No doubt child nutrition is an important issue. But reducing King’s legacy to some bland notion of community service seriously understates what King, and the others who struggled alongside him, were about.
King upset people. He challenged power. He divided the country. During his lifetime, politicians demonized him. Law enforcement wiretapped and harassed him.
King, meanwhile, moved from a struggle for civil rights for minorities to a broader struggle for economic rights.
In Memphis, conflict had been building since February 1968, when two black sanitation workers were crushed to death when the compactor mechanism of their trash truck was accidentally triggered during a heavy rain.
On the same day in a separate incident also related to the bad weather, 22 black sewer workers had been sent home without pay while their white supervisors were retained for the day with pay. A couple of weeks later most of he city’s black sanitation workers began a strike for job safety, better wages and benefits, and union recognition.
The mayor, Heny Loeb, staunchly opposed the workers' demands, especially union recognition, and he resisted all efforts to resolve the strike.
King had led a march in support of the strikers in late March but he was deeply distressed when it turned violent and one man was killed. Nonetheless he returned to the city a week later to participate in another march. Several days before the march was scheduled, as King stepped out of his motel for dinner, he was assassinated.

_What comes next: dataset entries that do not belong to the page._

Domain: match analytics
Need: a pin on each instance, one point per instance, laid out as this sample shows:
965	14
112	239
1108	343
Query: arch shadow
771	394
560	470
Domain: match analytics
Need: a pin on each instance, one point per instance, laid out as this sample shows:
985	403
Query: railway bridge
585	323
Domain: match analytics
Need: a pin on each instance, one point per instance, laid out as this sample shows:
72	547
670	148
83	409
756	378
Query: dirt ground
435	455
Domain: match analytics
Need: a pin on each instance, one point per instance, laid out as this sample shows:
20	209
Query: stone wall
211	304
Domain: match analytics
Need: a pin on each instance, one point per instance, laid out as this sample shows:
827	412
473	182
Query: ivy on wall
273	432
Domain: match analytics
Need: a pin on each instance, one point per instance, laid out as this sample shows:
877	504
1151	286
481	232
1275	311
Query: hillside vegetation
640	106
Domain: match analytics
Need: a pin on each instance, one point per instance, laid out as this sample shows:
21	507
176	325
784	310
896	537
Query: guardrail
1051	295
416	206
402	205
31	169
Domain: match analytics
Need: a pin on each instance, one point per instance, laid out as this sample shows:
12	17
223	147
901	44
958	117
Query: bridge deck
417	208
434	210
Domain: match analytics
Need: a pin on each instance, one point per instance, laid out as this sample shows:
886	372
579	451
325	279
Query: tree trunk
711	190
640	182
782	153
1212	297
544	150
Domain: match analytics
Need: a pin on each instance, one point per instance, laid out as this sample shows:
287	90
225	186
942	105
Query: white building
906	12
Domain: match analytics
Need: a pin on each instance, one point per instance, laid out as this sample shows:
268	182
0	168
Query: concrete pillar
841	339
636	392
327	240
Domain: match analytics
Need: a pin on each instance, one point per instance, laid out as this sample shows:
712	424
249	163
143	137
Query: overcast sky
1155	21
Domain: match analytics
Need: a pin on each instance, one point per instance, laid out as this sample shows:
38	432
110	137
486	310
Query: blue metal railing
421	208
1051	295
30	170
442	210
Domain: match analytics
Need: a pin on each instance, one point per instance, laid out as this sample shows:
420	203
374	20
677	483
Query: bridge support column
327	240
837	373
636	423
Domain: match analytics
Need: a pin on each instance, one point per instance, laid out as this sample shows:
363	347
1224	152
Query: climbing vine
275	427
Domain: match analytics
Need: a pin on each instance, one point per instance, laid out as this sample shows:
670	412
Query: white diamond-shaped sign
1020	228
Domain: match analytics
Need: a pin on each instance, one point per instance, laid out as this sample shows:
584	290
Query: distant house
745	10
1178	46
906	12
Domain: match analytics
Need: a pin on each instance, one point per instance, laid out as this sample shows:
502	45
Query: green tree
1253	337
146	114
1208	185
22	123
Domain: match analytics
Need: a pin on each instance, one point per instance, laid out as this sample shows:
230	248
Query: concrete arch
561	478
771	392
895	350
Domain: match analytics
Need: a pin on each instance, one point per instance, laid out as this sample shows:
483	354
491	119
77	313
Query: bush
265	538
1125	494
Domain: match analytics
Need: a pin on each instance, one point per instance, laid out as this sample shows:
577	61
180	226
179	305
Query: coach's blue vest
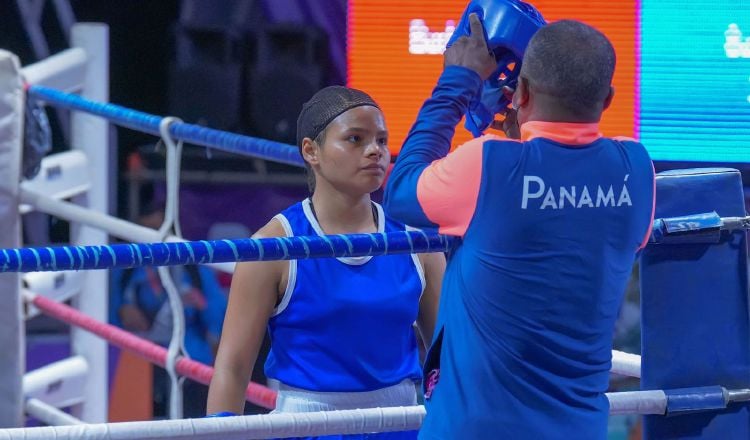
531	296
345	324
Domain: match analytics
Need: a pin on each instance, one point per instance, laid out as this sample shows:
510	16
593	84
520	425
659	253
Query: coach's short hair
572	62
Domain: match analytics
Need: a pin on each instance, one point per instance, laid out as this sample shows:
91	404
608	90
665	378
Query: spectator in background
140	305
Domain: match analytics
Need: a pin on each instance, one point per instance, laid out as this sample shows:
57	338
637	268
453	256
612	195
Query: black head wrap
325	106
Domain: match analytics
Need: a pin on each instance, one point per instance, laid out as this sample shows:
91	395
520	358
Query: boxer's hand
472	51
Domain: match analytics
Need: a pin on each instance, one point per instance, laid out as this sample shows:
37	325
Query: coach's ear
609	98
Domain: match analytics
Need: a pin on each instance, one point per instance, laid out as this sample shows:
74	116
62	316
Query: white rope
626	364
176	346
357	421
112	225
638	402
48	414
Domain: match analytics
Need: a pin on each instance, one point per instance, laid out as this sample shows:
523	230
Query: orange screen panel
380	61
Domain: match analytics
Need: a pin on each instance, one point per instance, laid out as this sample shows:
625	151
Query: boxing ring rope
654	402
57	258
156	354
49	414
194	134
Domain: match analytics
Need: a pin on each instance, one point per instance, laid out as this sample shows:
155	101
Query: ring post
12	337
694	301
91	135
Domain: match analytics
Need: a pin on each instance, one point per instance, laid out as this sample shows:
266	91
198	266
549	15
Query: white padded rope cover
290	424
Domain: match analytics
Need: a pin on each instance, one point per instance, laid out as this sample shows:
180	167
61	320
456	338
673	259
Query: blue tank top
345	324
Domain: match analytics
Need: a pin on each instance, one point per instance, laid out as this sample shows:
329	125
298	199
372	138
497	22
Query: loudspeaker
289	69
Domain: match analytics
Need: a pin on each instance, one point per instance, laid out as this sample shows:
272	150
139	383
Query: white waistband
290	399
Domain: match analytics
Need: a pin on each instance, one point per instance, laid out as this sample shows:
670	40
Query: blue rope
219	251
194	134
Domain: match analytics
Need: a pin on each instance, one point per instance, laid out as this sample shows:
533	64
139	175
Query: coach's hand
472	51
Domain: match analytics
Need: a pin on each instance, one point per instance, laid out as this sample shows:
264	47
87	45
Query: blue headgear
508	26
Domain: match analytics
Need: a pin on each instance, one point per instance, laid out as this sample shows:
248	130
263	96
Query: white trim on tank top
353	261
292	278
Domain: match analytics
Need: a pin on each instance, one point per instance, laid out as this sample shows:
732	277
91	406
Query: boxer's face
354	155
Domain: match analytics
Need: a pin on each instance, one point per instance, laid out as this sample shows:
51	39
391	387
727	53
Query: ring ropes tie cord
171	224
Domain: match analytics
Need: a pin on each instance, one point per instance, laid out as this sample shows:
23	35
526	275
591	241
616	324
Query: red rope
255	393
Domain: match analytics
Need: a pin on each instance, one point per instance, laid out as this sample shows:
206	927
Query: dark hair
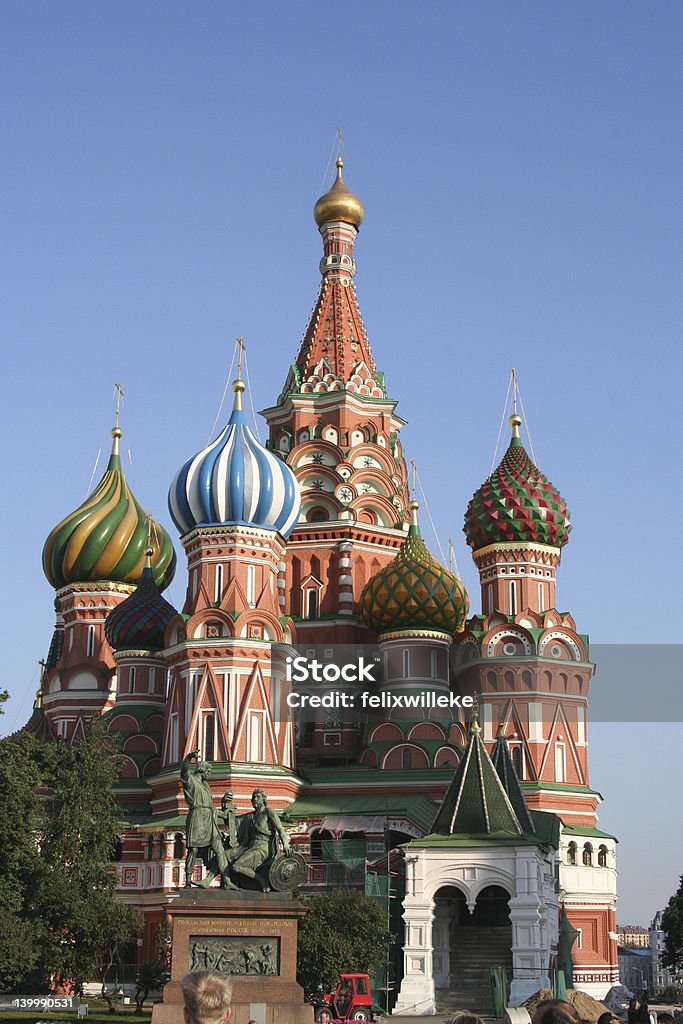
555	1012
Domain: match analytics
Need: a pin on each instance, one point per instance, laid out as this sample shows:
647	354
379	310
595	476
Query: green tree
343	932
20	940
60	883
672	926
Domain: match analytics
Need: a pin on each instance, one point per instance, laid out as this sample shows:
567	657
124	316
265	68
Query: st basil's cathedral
485	823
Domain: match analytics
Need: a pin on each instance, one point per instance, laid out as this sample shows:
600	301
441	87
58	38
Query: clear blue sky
520	167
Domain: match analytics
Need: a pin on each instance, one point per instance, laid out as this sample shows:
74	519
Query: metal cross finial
119	397
242	348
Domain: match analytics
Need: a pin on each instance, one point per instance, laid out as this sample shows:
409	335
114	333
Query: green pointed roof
502	762
476	803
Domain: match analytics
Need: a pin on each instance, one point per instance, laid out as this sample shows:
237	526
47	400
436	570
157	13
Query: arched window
317	838
317	514
517	760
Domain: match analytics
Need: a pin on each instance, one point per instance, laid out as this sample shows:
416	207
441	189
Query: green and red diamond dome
517	503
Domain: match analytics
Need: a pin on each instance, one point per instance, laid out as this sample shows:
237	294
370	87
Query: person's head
206	997
555	1012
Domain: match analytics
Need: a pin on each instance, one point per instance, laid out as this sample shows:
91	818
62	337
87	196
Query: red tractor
351	1000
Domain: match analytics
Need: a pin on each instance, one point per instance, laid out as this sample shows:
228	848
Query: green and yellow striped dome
415	592
105	538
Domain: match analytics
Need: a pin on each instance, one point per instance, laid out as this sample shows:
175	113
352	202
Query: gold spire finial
515	420
117	432
239	386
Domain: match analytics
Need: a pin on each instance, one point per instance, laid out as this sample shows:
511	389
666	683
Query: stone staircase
473	950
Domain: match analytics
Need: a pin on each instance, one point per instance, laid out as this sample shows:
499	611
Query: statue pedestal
249	936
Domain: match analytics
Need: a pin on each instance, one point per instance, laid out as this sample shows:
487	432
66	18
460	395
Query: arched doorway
467	944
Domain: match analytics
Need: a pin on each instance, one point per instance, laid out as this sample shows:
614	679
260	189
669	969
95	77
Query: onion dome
339	204
236	480
140	621
107	536
517	503
414	591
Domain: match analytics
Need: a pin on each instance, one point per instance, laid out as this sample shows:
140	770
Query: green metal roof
476	803
587	830
418	809
506	772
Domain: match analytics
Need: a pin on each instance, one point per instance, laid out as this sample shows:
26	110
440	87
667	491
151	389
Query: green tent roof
476	803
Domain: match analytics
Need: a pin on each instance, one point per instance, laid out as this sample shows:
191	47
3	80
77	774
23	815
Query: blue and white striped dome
236	480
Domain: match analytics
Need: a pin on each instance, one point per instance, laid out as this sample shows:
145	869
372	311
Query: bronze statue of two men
231	845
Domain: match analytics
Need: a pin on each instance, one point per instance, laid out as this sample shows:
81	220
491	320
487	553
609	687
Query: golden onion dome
339	204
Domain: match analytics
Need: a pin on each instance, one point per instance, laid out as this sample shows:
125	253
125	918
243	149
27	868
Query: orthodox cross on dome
119	399
242	348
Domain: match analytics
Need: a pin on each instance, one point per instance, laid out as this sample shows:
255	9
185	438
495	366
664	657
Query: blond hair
207	996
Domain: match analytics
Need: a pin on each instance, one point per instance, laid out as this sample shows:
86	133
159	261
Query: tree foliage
58	825
672	925
341	933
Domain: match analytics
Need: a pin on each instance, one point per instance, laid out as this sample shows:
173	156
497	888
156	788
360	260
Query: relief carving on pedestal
235	954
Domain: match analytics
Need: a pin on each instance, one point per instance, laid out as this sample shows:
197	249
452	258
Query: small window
517	760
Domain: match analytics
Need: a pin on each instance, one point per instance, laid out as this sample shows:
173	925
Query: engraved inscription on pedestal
235	954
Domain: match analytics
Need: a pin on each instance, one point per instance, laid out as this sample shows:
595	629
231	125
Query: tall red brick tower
531	669
235	504
338	430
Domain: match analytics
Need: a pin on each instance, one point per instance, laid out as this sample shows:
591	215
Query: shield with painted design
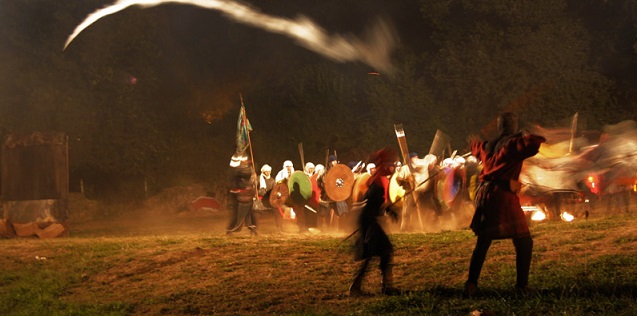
279	194
396	191
300	188
338	182
360	187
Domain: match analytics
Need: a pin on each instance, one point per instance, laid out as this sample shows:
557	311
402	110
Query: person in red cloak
498	212
372	241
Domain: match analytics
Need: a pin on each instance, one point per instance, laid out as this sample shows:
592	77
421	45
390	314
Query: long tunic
242	189
498	212
372	239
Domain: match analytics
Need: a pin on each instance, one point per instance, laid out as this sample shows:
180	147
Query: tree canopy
154	93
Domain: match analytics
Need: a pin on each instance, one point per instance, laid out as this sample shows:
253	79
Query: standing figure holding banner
242	191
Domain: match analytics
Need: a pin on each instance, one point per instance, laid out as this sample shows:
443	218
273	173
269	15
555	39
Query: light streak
375	52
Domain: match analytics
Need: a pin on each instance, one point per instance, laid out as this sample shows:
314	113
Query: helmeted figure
498	212
286	172
266	183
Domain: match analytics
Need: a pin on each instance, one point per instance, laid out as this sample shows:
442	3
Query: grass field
188	266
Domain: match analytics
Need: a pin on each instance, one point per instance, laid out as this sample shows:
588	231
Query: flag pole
254	170
249	140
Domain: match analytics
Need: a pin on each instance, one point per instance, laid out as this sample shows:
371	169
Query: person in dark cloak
498	212
242	191
371	240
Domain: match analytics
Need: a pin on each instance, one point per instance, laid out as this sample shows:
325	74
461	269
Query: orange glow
538	216
591	182
567	217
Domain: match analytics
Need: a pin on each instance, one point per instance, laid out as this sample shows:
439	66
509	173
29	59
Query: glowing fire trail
302	29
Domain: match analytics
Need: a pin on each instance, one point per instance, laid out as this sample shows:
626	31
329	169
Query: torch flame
567	217
538	216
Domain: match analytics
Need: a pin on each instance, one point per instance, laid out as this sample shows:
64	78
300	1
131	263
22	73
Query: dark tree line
153	94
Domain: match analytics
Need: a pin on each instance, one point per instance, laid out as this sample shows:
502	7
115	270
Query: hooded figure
498	212
242	191
372	241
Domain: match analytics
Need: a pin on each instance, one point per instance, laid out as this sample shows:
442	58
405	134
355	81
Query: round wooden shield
338	182
300	188
396	191
360	187
279	194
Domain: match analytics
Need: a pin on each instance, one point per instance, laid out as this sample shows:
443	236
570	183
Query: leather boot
355	288
387	283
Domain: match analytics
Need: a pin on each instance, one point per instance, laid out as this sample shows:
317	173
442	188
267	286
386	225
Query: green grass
578	268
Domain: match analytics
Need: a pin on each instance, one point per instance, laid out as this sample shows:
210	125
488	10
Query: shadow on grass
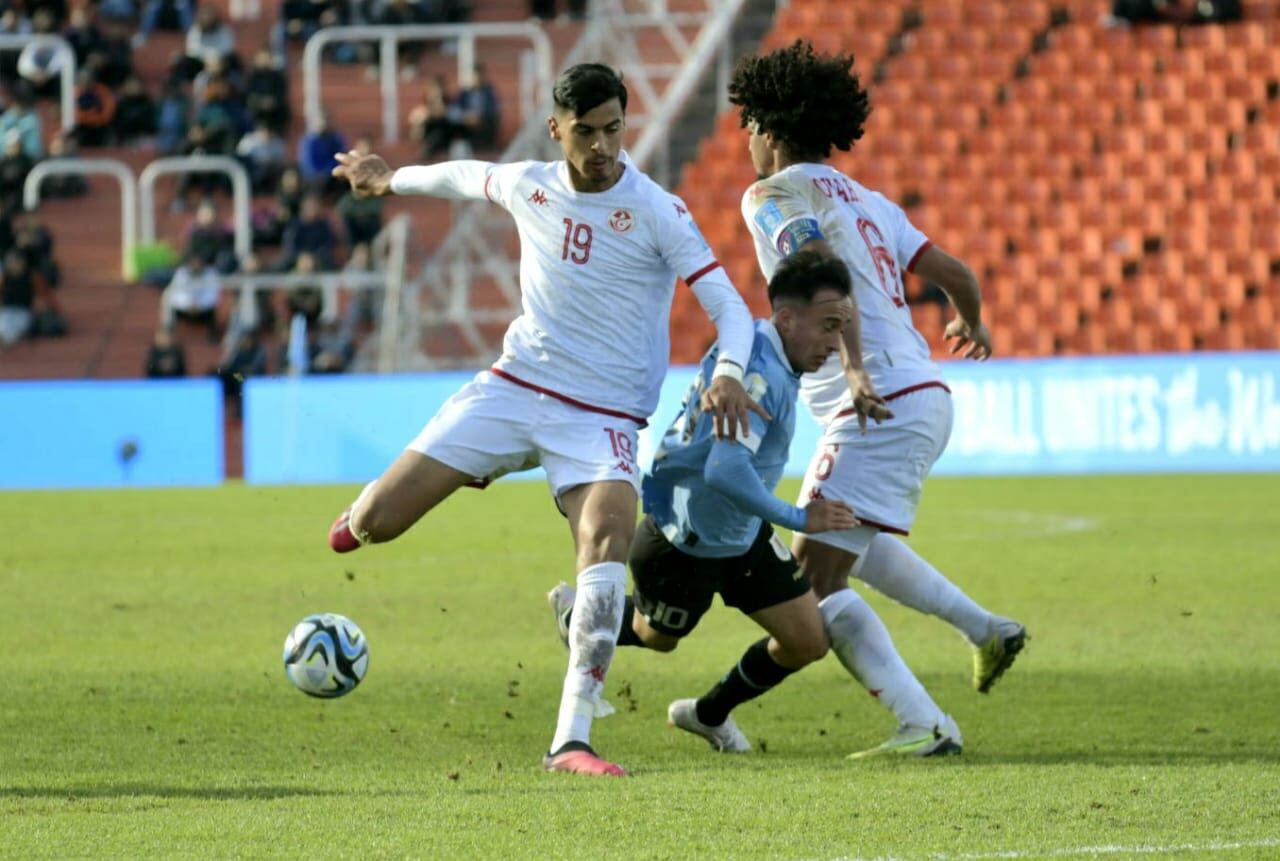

Only after King’s death did the sanitation workers win their struggle for better working conditions and union recognition.
Is it any wonder that President, who every day binds himself more tightly to the interests of Wall Street and the Chamber of Commerce, wouldn’t want to invoke this more challenging aspect of King’s legacy?
Obama’s election can be seen as the historic culmination as just one of King’s ambitious goals. But on the road that took King to Memphis, we still have a long way to go.